I lost everything but myself. The one thing I couldn't really stand was the one thing I had left. Each step I took, and every hour that went by alone in that red rock canyon, just made it more real; everything is brand new.

When I returned home my parents put me up and talked of my returning to school. I went back to my old job as a cook in the very restaurant where I had met this girl. They gladly took me back, but I would be low on the totem pole again and that meant I would have to work New Years Eve.
That was a bit of a blow to the ego. The one night you want to work as a comic is New Years.
What could I say?
Yes.

The universe has a funny sense of humor. That night, as I stood over the grill, I cooked a special menu for the occasion. T-bones, Tri Tips, Porter House steaks. It was all cow!
Nobody complained that some of their meat seemed a little extra tenderized that night. It made me laugh a little to myself too.
Oh well.

We're not done with this story yet. Standing there, sweating and cooking rich people's food, wondering about my place in the universe and trying to keep alive that feeling of everything being new in my life, she walked up to the cook's line.
It was her.
She had been back in town and was sitting at the bar with a friend. They were going into San Francisco to see Greg Proops at the Palace of Fine Arts for New Years.
She wanted to talk to me. Wanted to clear the air and say sorry for some of the drama.
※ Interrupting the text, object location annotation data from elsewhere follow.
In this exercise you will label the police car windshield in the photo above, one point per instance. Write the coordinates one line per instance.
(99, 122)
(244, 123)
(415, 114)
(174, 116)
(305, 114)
We did not get back together, but I was able to get questions answered that had fed my self doubt.
If I had not hit that cow, I would not have been working as a cook that night to see her and resolve a wounded heart.
One other thing.
Without the car I was off the road. So began my time digging into the S.F. comedy scene and giving me a respectable career where I don't have to recite the same old "guys and girls are different"/hack/monkey shit that those rooms require to get ahead.

Everything is new.

1 comment:

Anonymous said...

"You stole mah story!"

That was the title of my book. I'm afraid I am going to have to seek legal action.

Mexican Polka Oompa Loompa was the project working title. This is all too strange.

Forget it, you get the title. That is an incredible story. This is from a girl who was hit by a boat.